Implant failure possibility?

I am a 60 year old male patient. I had a bone graft on the upper right side of the mouth, which resulted in uneven bone formation. Within 6 months of the bone graft, I had one implant placed in the middle where bone height was maximum. 4 months after the first implant was placed, I had two smaller implants placed, as seen in the image, on the sides of the first implant. Additional bone graft material was inserted to the right side where there is a bigger void, and a sinus lift was performed at the site of the implant to the left. All implants are Nobel Active implants.

What do you think of the spacing between the implants? Also, it seems like the new implants are very close to the voids on both sides. Does this increase the possibility of implant failure? What can be done to ensure success as this case proceeds? Any help would be highly appreciated.

10 thoughts on “Implant failure possibility?

  1. Gregori Kurtzman, DDS, MAGD, FACD, FPFA, DICOI, DADIA says:

    I think the spacing between the implants is appropriate. The only potential issues is the back implant has less bone over part of the top back edge. This may as the graft condenses cover this better but not having the tip of the implant covered doesnt necessarily lead to issues. I would wait till they are ready to restore then test all three with an electronic implant tester to see how well integrated they are. Worse case that area can receive additional sinus augmentation. I would splint the three implants crowns together to better distribute load on the implants when chewing.

  2. DrT says:

    Yes, delay having restorations for at least 4-6 months and be sure the stability of the fixtures is confirmed both clinically and with CT scan

  3. perio d says:

    I wouldn’t worry about spacing between implants(it looks fine) or the bone at the apex of the implants within the sinus. Your dentist has done a good job and you can let him follow-up on healing and if he/she is worried about anything they can discuss it with you. I also would suggest the restorations be splinted.

  4. DrG says:

    Looks fine. Make sure you thank your surgeon for a job well done! Looks like he/she had to work hard to repair your atrophied maxilla.

  5. Dorian Hatchuel says:

    Hi Patient,
    The spacing is okay if the restoration will allow for good cleaning.

    The real question is why were the teeth lost? It appears to me from the radiograph that your front teeth are worn down. This results in excessive forces on the molar (back) teeth in movements of your jaws during parafunction.

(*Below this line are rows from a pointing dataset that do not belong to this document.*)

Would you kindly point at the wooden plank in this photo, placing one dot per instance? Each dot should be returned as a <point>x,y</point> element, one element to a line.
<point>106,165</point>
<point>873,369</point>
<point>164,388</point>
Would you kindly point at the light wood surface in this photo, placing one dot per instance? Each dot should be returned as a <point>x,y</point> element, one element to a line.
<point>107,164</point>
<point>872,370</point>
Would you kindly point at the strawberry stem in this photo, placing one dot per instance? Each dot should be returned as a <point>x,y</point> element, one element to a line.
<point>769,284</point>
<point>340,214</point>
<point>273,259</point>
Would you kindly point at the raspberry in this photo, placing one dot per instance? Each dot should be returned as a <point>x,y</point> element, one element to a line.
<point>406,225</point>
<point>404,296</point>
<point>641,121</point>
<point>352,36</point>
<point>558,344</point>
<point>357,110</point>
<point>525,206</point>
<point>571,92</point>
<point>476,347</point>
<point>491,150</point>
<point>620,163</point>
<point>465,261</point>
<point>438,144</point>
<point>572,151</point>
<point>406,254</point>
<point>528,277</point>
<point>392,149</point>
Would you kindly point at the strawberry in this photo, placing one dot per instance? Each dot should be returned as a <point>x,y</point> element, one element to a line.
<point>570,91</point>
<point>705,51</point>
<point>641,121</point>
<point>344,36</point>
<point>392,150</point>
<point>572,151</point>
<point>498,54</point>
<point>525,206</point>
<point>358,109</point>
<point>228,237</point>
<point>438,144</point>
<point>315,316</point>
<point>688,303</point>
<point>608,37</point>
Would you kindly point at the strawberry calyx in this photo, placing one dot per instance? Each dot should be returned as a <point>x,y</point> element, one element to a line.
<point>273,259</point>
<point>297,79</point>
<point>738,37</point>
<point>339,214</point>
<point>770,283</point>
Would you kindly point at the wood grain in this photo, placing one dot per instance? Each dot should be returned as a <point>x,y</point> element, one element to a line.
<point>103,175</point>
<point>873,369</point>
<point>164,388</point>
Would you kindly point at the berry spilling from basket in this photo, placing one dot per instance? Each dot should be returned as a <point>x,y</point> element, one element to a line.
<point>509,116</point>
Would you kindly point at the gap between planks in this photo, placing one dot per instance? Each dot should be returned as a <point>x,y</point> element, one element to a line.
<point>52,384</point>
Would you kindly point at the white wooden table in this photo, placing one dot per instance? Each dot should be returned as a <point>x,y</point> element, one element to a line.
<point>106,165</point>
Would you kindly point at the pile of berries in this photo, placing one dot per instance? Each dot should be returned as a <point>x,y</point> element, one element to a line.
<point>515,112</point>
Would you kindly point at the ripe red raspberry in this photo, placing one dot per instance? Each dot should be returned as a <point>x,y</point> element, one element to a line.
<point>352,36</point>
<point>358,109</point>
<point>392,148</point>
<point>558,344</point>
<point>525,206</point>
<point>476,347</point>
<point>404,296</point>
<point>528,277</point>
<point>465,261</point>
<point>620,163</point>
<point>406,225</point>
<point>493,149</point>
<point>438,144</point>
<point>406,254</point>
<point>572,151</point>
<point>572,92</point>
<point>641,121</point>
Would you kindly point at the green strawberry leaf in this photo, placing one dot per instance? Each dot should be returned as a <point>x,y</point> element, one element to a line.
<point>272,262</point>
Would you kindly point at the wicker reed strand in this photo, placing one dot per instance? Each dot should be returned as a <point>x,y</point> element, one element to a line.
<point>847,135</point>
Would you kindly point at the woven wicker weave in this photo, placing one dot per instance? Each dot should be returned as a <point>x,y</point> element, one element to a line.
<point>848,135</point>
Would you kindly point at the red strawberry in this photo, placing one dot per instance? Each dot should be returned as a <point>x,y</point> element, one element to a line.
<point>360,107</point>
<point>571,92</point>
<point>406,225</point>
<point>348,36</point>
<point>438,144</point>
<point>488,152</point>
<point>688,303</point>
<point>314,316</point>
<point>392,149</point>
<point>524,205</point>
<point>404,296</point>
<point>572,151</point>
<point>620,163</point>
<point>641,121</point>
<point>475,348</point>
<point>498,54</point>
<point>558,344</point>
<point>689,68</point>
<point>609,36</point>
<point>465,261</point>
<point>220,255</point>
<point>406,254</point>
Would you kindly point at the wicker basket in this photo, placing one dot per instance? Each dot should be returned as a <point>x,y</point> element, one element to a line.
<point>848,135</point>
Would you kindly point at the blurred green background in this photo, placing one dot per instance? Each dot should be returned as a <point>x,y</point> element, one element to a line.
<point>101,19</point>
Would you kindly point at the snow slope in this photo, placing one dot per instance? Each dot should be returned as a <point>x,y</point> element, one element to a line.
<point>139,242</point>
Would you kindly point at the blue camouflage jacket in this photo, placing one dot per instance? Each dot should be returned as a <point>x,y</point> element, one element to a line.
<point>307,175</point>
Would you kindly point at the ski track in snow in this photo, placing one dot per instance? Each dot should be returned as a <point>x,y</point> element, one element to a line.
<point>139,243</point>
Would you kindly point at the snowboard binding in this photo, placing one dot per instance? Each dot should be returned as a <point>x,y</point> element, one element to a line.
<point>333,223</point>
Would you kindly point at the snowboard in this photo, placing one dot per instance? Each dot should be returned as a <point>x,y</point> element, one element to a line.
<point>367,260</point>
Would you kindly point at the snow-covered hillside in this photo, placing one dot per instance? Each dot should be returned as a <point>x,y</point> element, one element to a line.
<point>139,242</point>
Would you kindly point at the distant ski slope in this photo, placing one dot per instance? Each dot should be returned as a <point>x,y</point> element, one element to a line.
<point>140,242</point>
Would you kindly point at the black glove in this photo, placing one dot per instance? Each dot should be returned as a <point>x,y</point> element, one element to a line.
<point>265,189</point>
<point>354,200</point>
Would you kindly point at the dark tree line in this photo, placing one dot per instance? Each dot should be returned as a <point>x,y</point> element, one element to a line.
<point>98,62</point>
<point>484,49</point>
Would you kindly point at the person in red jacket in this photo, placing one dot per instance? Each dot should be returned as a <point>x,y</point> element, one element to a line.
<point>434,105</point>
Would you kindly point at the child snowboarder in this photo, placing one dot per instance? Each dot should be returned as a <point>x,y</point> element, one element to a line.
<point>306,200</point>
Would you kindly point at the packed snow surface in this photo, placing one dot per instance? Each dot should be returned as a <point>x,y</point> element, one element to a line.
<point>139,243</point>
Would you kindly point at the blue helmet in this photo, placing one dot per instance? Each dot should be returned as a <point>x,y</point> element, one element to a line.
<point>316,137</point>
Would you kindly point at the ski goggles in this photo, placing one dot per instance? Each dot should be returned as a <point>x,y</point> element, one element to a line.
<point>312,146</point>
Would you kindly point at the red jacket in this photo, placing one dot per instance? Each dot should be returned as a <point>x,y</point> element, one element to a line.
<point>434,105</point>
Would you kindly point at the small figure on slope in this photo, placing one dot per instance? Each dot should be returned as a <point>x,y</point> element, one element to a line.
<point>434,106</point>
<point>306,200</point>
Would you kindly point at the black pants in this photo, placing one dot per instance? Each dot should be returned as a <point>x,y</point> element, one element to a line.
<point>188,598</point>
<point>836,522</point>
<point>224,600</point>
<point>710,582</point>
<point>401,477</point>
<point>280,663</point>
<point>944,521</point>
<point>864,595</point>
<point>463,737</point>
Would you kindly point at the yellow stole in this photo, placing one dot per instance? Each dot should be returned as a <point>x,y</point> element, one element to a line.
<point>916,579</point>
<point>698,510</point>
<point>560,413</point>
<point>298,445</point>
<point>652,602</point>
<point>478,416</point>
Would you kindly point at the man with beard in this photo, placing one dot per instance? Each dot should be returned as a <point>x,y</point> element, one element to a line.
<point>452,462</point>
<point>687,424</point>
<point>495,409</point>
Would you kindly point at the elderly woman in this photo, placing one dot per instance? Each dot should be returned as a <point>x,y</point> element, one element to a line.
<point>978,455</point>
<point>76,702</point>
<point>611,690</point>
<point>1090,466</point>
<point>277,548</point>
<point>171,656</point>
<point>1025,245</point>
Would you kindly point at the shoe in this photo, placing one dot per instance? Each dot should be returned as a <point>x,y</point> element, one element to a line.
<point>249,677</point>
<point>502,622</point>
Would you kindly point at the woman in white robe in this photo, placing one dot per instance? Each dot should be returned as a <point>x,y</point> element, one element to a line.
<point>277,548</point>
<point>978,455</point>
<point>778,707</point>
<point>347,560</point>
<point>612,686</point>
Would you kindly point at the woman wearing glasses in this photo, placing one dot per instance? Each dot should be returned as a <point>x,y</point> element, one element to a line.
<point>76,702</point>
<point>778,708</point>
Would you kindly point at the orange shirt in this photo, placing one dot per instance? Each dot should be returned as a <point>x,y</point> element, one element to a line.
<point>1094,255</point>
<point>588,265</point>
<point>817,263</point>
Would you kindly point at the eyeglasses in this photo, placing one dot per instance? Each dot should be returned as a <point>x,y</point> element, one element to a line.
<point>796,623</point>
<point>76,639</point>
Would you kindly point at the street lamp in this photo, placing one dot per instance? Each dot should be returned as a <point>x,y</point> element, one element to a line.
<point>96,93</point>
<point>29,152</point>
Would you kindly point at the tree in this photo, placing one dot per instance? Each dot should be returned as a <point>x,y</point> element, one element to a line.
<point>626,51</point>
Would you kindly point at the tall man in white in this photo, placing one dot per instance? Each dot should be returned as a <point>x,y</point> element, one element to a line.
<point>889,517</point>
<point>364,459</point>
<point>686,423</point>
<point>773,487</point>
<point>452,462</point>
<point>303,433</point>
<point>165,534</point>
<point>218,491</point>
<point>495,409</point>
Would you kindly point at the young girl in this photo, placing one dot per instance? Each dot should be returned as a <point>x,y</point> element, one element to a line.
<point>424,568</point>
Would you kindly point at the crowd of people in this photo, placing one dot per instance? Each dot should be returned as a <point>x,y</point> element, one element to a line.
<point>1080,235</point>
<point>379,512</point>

    Ask your restorative dentist to restore your anterior guidance and cuspid guidance so that there is immediate disclussion of your back teeth in all movements. This will hopefully protect your implants.

    Good luck.

    • tony widmonte says:

      Dorien is 100% correct – we were all so focused on the implants that its easy to
      miss the bigger picture – you should follow up and restore the front teeth .

  6. perio d says:

    Or use an occlusal splint faithfully following restoration of the implants. I’m not a big fan of 10 or 12 anterior crowns just to address a wear issue. The cause of the wear will continue and you would still have to use a splint after the crowns are inplace or there could be even bigger problems over time.

    • DrA says:

      I was under impression that in order to properly restore occlusal wear that is shown on this pano, one must open the bite gradually from posterior region up to one mm in the molar area and then crowns can be made with anterior and cuspid guidance to avoid root canal treatments in anterior region.

  7. CRS says:

    Don’t like second guessing a practitioner with limited information from a patient, the treatment order is unusual and would feel more comfortable speaking to the placing doctor. Not exactly sure what this patient is asking for.